Search code examples

Scipy minimize with conditioning

I have a function of 3 variables that I want to optimize. Unfortunately, the variables have different orders of magnitude, meaning that the problem is very ill-conditioned. I'm handling this by multiplying the optimization variable by a conditioning matrix. (In the example below, my conditioning matrix is diagonal, so I've implemented it as a vector. There may be applications for non-diagonal conditioning matrices.)

import numpy as np
from scipy.optimize import minimize

def penalty(x):
    # do stuff
    return # result

conditioner = np.array([1000, 1, 0.1])
x0 = np.array([0.003, 1.415, 9.265]) * conditioner 
optim_result = minimize(penalty, x0)
bestfit = optim_result.x / conditioner 

Is there a way to do this that doesn't require the manual application of conditioner or require me to keep track of which data are conditioned (e.g., bestfit) and which are not (e.g., optim_result)?

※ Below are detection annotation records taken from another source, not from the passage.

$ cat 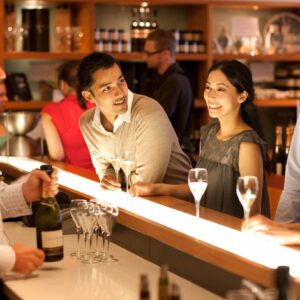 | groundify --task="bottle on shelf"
[35,165,64,262]
[273,126,286,175]
[131,8,140,52]
[275,266,296,300]
[169,282,180,300]
[139,274,150,300]
[4,3,17,51]
[158,265,169,300]
[284,126,293,160]
[151,9,158,30]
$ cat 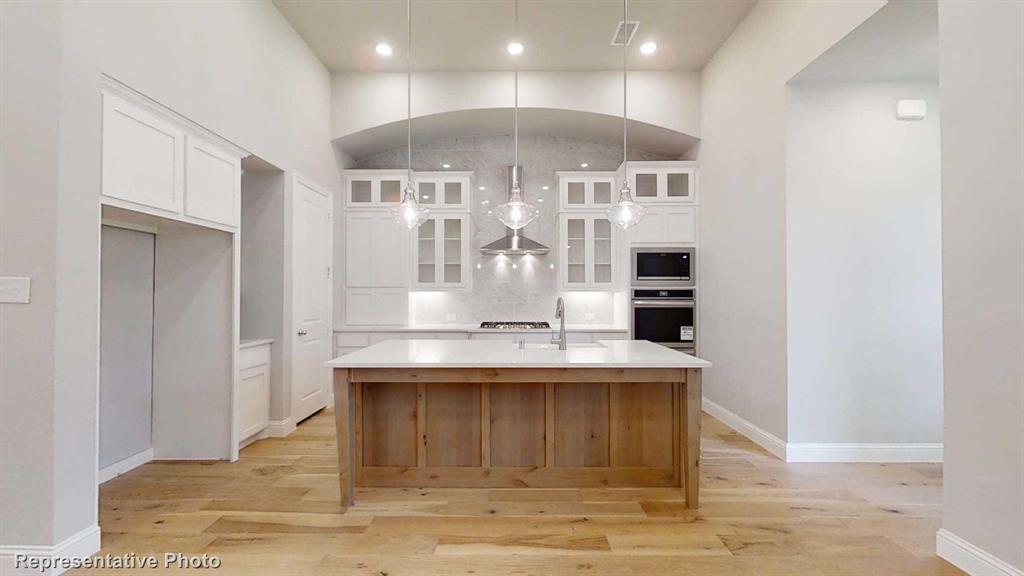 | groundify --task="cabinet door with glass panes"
[558,172,617,210]
[413,172,471,210]
[558,212,616,290]
[629,162,697,204]
[345,170,407,208]
[413,212,471,290]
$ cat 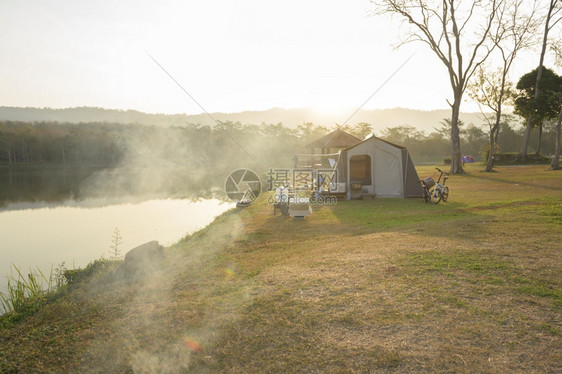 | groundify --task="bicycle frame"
[419,168,449,204]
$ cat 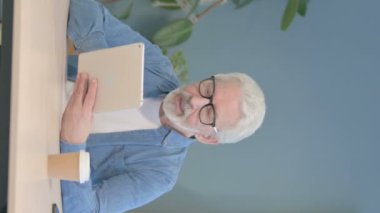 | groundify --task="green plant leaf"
[281,0,299,31]
[170,51,189,84]
[297,0,309,16]
[232,0,253,9]
[152,0,181,10]
[117,0,133,19]
[153,18,193,48]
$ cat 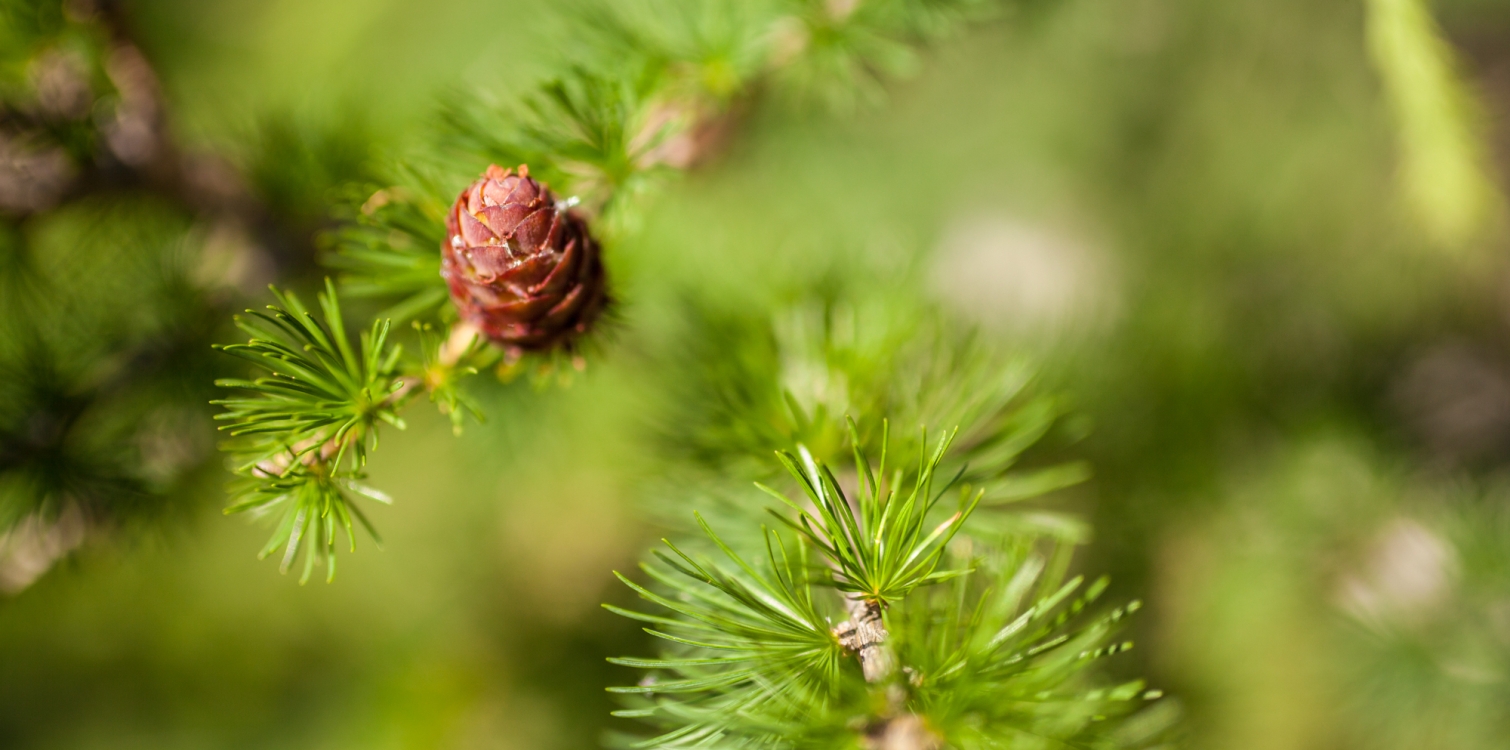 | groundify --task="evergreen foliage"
[609,427,1167,747]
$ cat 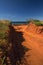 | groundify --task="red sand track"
[14,23,43,65]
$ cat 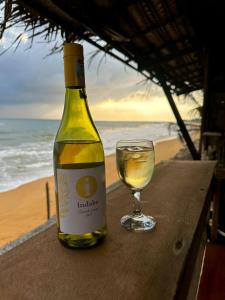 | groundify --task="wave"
[0,120,177,191]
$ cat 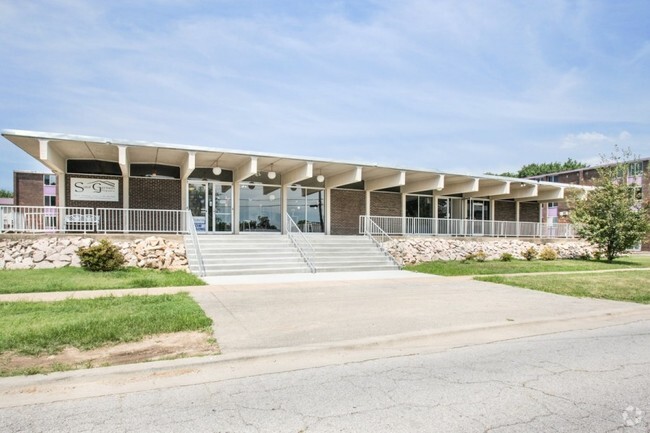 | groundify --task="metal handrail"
[185,209,205,277]
[285,213,316,273]
[363,218,402,269]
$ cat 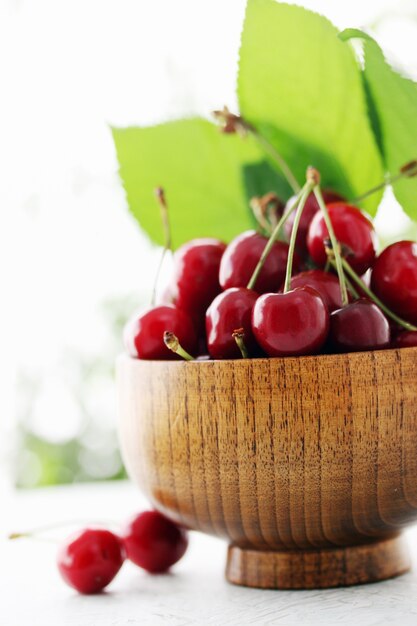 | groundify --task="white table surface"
[0,483,417,626]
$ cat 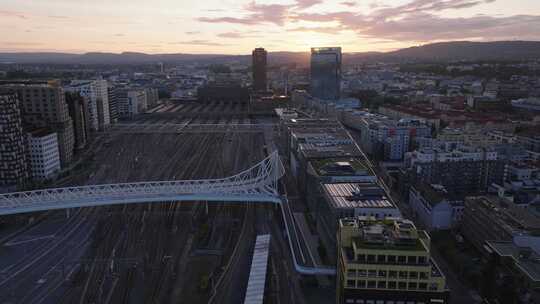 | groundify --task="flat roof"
[310,156,371,176]
[321,182,397,209]
[487,241,540,282]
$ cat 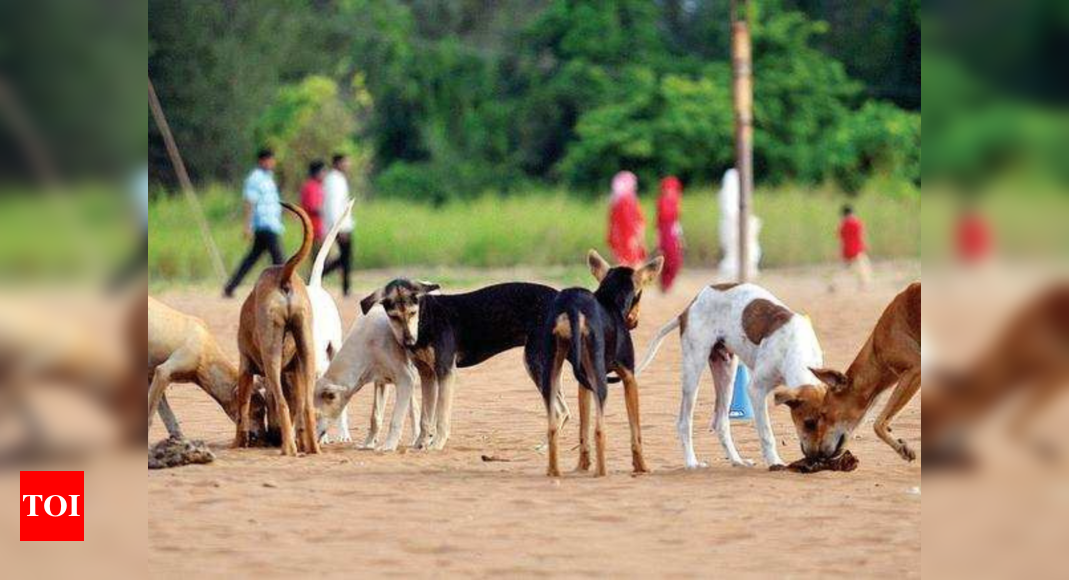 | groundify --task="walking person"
[839,204,872,289]
[657,175,683,292]
[323,153,353,296]
[608,171,646,267]
[300,159,327,255]
[222,150,283,298]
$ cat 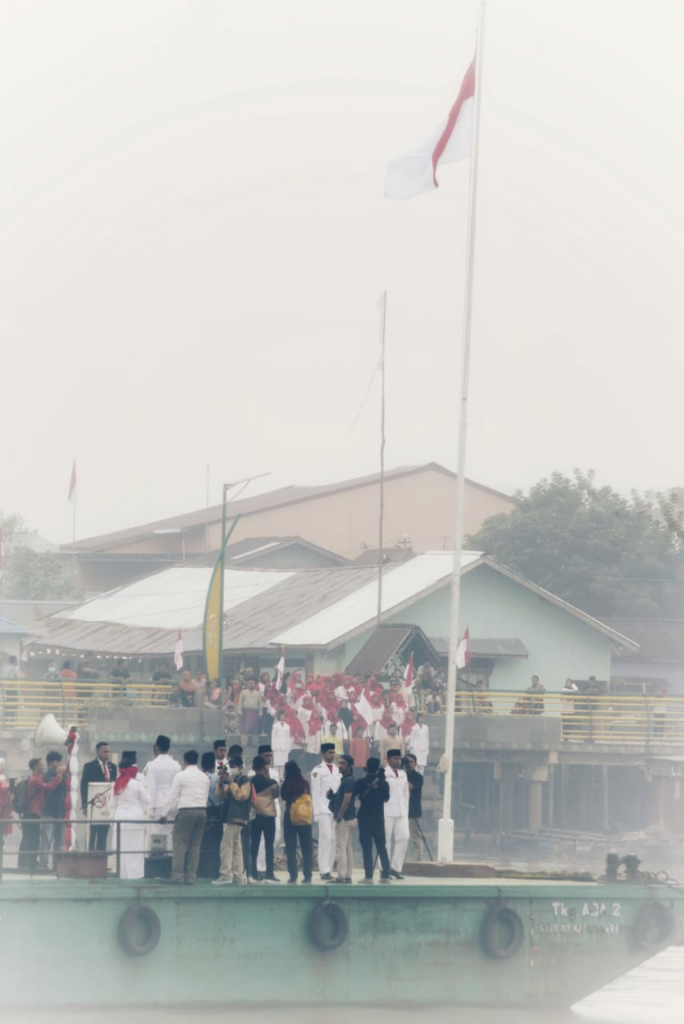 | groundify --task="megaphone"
[33,715,69,746]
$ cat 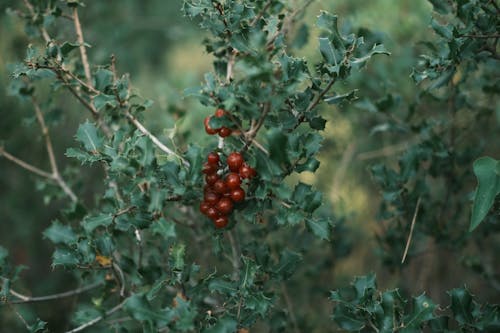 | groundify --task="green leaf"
[448,288,474,325]
[404,294,436,329]
[149,217,176,239]
[82,213,113,233]
[94,68,113,92]
[52,248,79,266]
[76,120,103,153]
[29,318,47,333]
[274,249,302,280]
[203,317,238,333]
[306,218,332,240]
[469,157,500,231]
[43,220,77,245]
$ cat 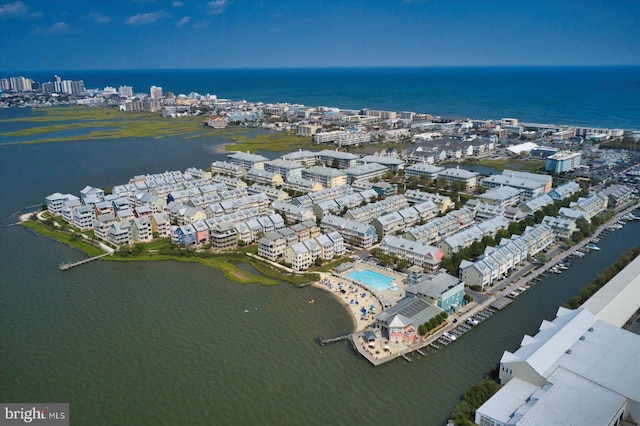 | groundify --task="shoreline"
[311,272,382,333]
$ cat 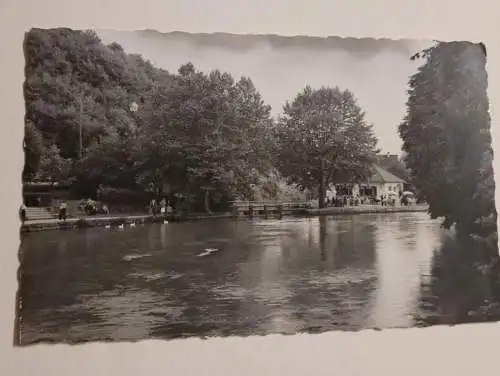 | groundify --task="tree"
[23,121,45,180]
[24,28,162,182]
[136,64,270,211]
[277,86,377,208]
[399,42,496,235]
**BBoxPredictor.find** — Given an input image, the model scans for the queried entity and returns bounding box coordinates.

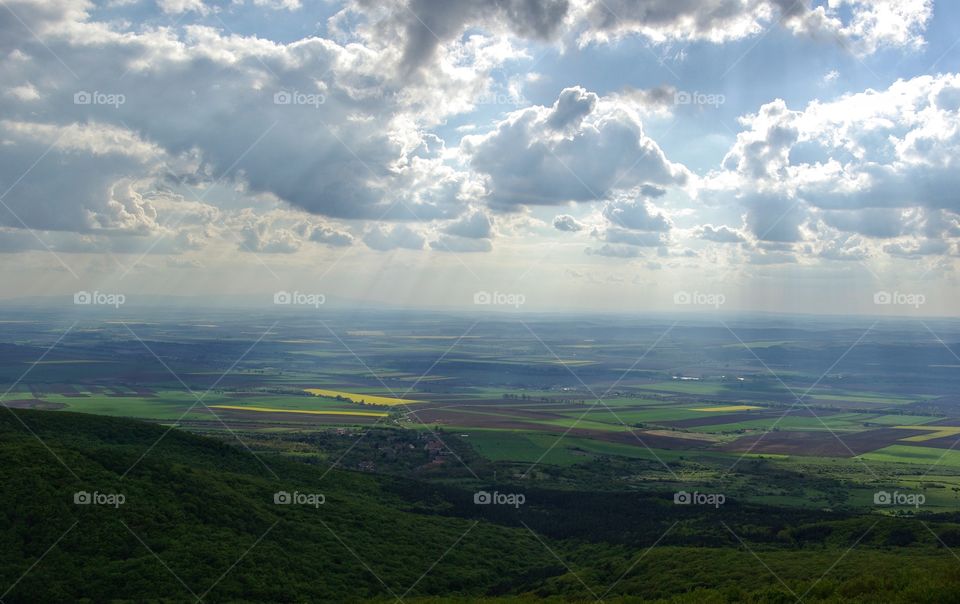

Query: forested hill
[0,410,960,602]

I suppose I could put some of the arithmetic inside the penalty function, like this:

def penalty(x):
    x_cond = x * conditioner
    # do stuff
    return # result

but it only solves half of the problem.


  • Code

    A simple way of doing that would be to write a wrapper for minimize() which handles the task of converting into and out of this new coordinate system.

    At minimum, this wrapper needs to do three things:

    • Change the initial x0 point into the coordinate system.
    • Change the x value out of the coordinate system each time your function is called.
    • Change the x value out of the coordinate system when the optimization is done.

    That can be done like this:

    import scipy
    def minimize_with_parameter_scaling(f, x0, typical_x_value=None, *args, **kwargs):
        def wrapped_f(x, *args, **kwargs):
            return f(x * typical_x_value, *args, **kwargs)
        x0 = np.asarray(x0)
        if typical_x_value is None:
            typical_x_value = np.ones_like(x0)
        typical_x_value = np.asarray(typical_x_value)
        assert (typical_x_value != 0).all(), "parameter scale cannot be zero"
        x0_scaled = x0 / typical_x_value
        result = scipy.optimize.minimize(wrapped_f, x0_scaled, *args, **kwargs)
        result.x = result.x * typical_x_value
        return result

    Warning: typical_x_value has the inverse meaning of conditioner in your example, and instead represents how large a typical x value is.

    This function could be called like this:

    x0 = [0, 0, 0]
    scale = [1, 0.01, 1]
    result = minimize_with_parameter_scaling(wacky_rosenbrock, x0, scale)

    Let's also try this out on an example problem, to see if the hypothesis that conditioning will help is correct.

    An example problem

    The example problem I chose is the rosenbrock function, which is a function designed to test nonlinear optimizers. It is a nonlinear function with a global minimum, which has derivatives which are misleading to optimizers, which is why it is a hard problem.

    To provide a problem with inappropriate scale, I made one of the coordinates have a different scale than the others.

    def wacky_rosenbrock(x):
        # Code copied from scipy.optimize.rosen
        x = np.asarray(x)
        x[1] *= 100  # Second coordinate is multiplied by 100
        r = np.sum(100.0 * (x[1:] - x[:-1]**2.0)**2.0 + (1 - x[:-1])**2.0,
        return r


    I then attempted to solve wacky_rosenbrock() in three dimensions. I tried solving it without scaling, and with a scaling of [1, 0.01, 1]. The nfev are the number of function calls it took to get the solution. The error is the percentage error of the solution the optimizer found versus the actual best solution. The last column is how many times more function calls it takes without scaling. I also tried a variety of SciPy's solvers.

    method error (no scaling) nfev (no scaling) error (scaling) nfev (scaling) improvement in function call count
    nelder-mead 0.001% 305 0.003% 289 1.05536
    powell 0.0% 862 0.0% 886 0.972912
    cg 0.239% 1772 0.0% 248 7.14516
    bfgs 0.035% 340 0.001% 148 2.2973
    l-bfgs-b 0.023% 268 0.0% 140 1.91429
    tnc 37.086% 404 0.015% 400 1.01
    cobyla 98.729% 39 11.214% 4087 0.00954245
    cobyqa 0.008% 1406 0.0% 157 8.95541
    slsqp 0.042% 128 0.049% 112 1.14286
    trust-constr 0.038% 264 0.001% 232 1.13793


    In these results, I want to point out the following things:

    • For many solvers, such as BFGS, L-BFGS-B, and COBYQA, re-scaling allows the problem to be solved much more quickly.
    • For some solvers, it makes no difference. In particular, the derivative free solvers Nelder-Mead and Powell don't care.
    • The choice of solver matters more than the use of scaling. For example, you could optimize L-BFGS-B from 280 to 140 calls by using scaling. But you could switch to SLSQP instead, which is both less work than the scaling I describe in this answer, and only uses 128 calls.